Blood vessel segmentation in en-face OCTA images: a frequency based method
Anna Breger, Felix Goldbach, Bianca S. Gerendas, Ursula Schmidt-Erfurth, Martin Ehler
TL;DR
This paper presents a frequency-based method for segmenting retinal vessels in en-face OCTA images using a Gabor filter bank. It constructs three frequency-enhanced representations $I_1,I_2,I_3$ from 18 filters ($3$ frequency scalings and $6$ orientations) and performs vessel segmentation via thresholding and a Potts-model FAZ identification, yielding a piecewise-constant map for the FAZ. Quantitative evaluation on 10 eyes shows VD differences of $1.58\pm 1.08\%$ from the device and robust FAZ descriptor agreement with expert GT (Dice ≈ 0.89), while qualitative results demonstrate accurate small-vessel detection and boundary fidelity. The authors also introduce adaptive local vessel density maps to enable region-specific analysis of retinal blood flow and outline plans for broader validation across devices and datasets.
Abstract
Optical coherence tomography angiography (OCTA) is a novel noninvasive imaging modality for visualization of retinal blood flow in the human retina. Using specific OCTA imaging biomarkers for the identification of pathologies, automated image segmentations of the blood vessels can improve subsequent analysis and diagnosis. We present a novel segmentation method for vessel density identification based on frequency representations of the image, in particular, using so-called Gabor filter banks.
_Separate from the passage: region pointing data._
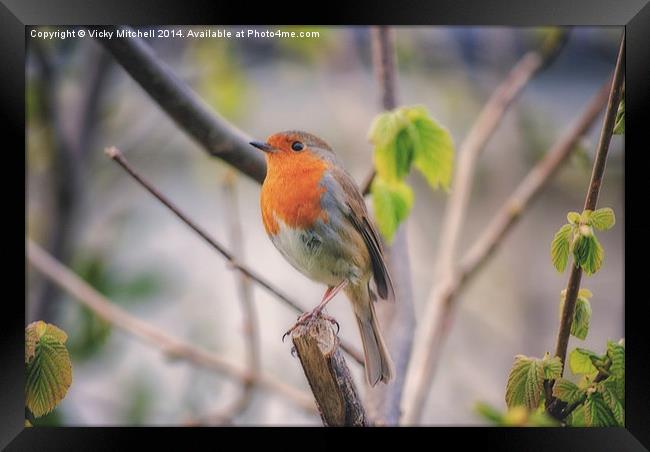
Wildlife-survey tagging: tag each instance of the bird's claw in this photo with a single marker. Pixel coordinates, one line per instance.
(306, 318)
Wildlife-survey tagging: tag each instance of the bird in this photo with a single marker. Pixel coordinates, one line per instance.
(315, 215)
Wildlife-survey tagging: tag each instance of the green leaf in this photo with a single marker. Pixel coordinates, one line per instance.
(434, 155)
(408, 135)
(602, 219)
(541, 419)
(525, 382)
(573, 217)
(48, 370)
(384, 129)
(581, 318)
(581, 313)
(560, 247)
(552, 367)
(581, 361)
(619, 125)
(587, 251)
(613, 403)
(616, 353)
(392, 202)
(567, 391)
(597, 413)
(577, 417)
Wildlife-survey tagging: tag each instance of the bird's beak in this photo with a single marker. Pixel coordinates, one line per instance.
(263, 146)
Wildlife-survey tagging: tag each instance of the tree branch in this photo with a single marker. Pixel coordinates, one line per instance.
(316, 345)
(215, 134)
(68, 147)
(118, 157)
(435, 325)
(250, 326)
(397, 319)
(470, 149)
(573, 285)
(173, 347)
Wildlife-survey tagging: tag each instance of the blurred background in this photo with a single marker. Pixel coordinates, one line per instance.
(92, 216)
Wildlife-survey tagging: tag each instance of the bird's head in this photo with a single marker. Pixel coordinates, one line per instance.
(294, 148)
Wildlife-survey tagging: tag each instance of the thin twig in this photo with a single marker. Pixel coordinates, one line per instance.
(434, 328)
(317, 347)
(219, 137)
(245, 295)
(397, 319)
(171, 346)
(69, 147)
(468, 152)
(573, 285)
(119, 158)
(482, 130)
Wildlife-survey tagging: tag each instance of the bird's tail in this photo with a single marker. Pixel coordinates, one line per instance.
(379, 365)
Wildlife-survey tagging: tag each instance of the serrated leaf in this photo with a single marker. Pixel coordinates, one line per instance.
(619, 125)
(35, 331)
(567, 391)
(614, 404)
(525, 382)
(581, 318)
(616, 353)
(383, 129)
(602, 219)
(392, 203)
(616, 386)
(49, 371)
(434, 153)
(552, 367)
(597, 413)
(587, 251)
(580, 361)
(577, 417)
(573, 217)
(560, 247)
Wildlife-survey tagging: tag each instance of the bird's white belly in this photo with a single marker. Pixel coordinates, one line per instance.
(305, 250)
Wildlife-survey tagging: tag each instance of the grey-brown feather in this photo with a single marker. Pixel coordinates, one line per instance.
(357, 214)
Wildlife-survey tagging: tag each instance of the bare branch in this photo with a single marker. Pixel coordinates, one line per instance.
(171, 346)
(316, 345)
(573, 285)
(118, 157)
(397, 320)
(220, 138)
(250, 327)
(477, 138)
(436, 321)
(69, 145)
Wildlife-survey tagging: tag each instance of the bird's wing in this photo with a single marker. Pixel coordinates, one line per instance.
(355, 211)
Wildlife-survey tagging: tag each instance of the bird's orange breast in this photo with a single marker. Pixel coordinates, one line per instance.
(292, 191)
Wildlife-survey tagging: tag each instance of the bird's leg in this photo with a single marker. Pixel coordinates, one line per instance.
(309, 316)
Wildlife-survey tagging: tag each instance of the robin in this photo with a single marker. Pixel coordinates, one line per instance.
(316, 217)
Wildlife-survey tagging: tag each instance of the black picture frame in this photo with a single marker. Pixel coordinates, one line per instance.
(634, 15)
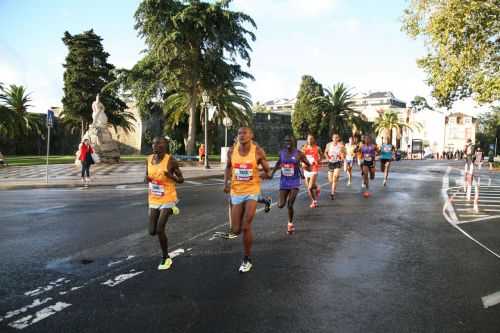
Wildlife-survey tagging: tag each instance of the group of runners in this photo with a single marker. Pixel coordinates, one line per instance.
(246, 166)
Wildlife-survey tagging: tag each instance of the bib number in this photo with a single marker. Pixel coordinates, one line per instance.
(288, 170)
(311, 159)
(156, 189)
(243, 172)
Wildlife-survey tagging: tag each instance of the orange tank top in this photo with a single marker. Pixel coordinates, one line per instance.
(245, 178)
(161, 188)
(312, 155)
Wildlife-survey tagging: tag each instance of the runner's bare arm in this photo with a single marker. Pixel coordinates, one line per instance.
(276, 167)
(261, 159)
(304, 160)
(227, 171)
(174, 172)
(146, 178)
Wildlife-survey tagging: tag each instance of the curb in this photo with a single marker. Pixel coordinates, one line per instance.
(49, 186)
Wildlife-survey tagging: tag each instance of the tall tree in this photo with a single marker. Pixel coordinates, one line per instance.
(489, 128)
(387, 122)
(306, 117)
(87, 72)
(462, 37)
(336, 106)
(196, 46)
(17, 120)
(419, 103)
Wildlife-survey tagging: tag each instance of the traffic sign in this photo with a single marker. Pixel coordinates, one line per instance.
(50, 118)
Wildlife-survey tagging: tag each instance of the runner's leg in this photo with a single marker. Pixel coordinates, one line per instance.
(236, 218)
(160, 230)
(291, 201)
(249, 208)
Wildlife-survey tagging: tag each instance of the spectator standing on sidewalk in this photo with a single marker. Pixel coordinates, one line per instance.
(2, 160)
(201, 153)
(85, 157)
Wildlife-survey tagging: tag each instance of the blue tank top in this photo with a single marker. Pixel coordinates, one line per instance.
(290, 173)
(386, 152)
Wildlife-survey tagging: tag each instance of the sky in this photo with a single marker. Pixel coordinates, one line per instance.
(357, 42)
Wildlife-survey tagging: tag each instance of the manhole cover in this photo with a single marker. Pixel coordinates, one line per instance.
(86, 261)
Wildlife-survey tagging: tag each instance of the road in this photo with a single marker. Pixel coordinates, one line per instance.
(411, 258)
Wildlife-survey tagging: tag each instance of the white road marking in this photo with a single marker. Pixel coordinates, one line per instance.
(39, 315)
(40, 290)
(491, 300)
(36, 302)
(121, 278)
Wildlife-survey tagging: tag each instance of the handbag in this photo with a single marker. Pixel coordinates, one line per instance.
(95, 157)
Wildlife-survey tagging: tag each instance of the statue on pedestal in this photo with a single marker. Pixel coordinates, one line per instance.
(100, 136)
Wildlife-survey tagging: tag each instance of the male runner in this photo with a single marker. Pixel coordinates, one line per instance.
(162, 173)
(350, 154)
(313, 155)
(386, 156)
(242, 170)
(368, 151)
(334, 153)
(289, 162)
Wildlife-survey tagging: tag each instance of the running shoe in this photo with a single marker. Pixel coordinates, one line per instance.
(246, 266)
(165, 263)
(267, 204)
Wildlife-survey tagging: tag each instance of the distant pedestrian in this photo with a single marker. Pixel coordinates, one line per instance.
(201, 153)
(491, 158)
(2, 160)
(85, 157)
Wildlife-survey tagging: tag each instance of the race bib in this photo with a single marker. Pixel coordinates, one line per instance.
(311, 159)
(156, 189)
(288, 170)
(243, 172)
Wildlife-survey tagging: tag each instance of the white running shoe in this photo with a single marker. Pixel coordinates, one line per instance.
(245, 267)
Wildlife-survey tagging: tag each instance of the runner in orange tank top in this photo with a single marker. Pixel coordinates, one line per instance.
(313, 155)
(162, 174)
(242, 181)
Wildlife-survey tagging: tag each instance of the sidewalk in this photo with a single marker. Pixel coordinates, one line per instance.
(68, 175)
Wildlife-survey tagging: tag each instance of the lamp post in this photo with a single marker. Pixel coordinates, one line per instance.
(205, 101)
(227, 122)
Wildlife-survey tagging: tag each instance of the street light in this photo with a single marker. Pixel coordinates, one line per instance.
(227, 122)
(205, 102)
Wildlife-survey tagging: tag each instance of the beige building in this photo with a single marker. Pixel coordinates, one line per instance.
(459, 127)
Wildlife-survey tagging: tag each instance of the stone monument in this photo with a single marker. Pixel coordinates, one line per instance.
(99, 135)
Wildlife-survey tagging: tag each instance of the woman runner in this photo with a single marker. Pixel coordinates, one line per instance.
(289, 162)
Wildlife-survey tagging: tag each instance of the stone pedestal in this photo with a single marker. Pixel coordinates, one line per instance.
(103, 143)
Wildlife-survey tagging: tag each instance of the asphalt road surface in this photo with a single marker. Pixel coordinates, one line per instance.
(414, 257)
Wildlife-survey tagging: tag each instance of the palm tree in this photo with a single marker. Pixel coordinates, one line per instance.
(16, 101)
(387, 122)
(337, 110)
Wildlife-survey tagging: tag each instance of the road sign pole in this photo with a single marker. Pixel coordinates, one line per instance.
(48, 151)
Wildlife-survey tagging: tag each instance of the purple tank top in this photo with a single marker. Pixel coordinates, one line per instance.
(368, 153)
(290, 174)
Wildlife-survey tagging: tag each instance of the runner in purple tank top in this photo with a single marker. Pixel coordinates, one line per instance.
(289, 162)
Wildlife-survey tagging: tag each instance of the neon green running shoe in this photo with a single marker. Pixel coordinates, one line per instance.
(165, 264)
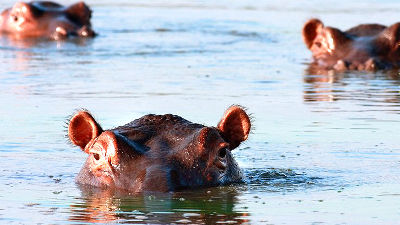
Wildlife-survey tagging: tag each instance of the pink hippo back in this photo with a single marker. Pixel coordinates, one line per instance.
(47, 19)
(160, 152)
(364, 47)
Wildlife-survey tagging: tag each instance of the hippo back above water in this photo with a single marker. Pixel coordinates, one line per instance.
(160, 152)
(364, 47)
(47, 19)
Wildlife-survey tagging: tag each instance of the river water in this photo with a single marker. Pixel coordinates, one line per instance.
(324, 149)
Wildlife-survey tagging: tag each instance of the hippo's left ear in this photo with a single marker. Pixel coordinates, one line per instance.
(79, 13)
(390, 37)
(235, 126)
(82, 129)
(310, 30)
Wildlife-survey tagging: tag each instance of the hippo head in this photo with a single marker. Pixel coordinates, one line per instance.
(160, 152)
(364, 47)
(47, 19)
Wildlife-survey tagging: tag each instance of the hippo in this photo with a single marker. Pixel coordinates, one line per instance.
(159, 153)
(367, 47)
(47, 19)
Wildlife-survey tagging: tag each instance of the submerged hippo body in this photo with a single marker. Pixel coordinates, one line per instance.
(160, 152)
(364, 47)
(46, 19)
The algorithm is evaluated qualitatively and quantitatively on an OCTA image in-house data set from $10$ eyes acquired by a Cirrus HD-OCT device. Qualitatively, the segmentation outcomes received very good visual evaluation feedback by experts. Quantitatively, we compared the resulting vessel density values with automated in-built values provided by the device. The results underline the visual evaluation. For the evaluation of the FAZ identification substep, manual annotations of $2$ expert graders were used, showing that our results coincide well in visual and quantitative manners. Lastly, we suggest the computation of adaptive local vessel density maps that allow straightforward analysis of retinal blood flow in a local manner.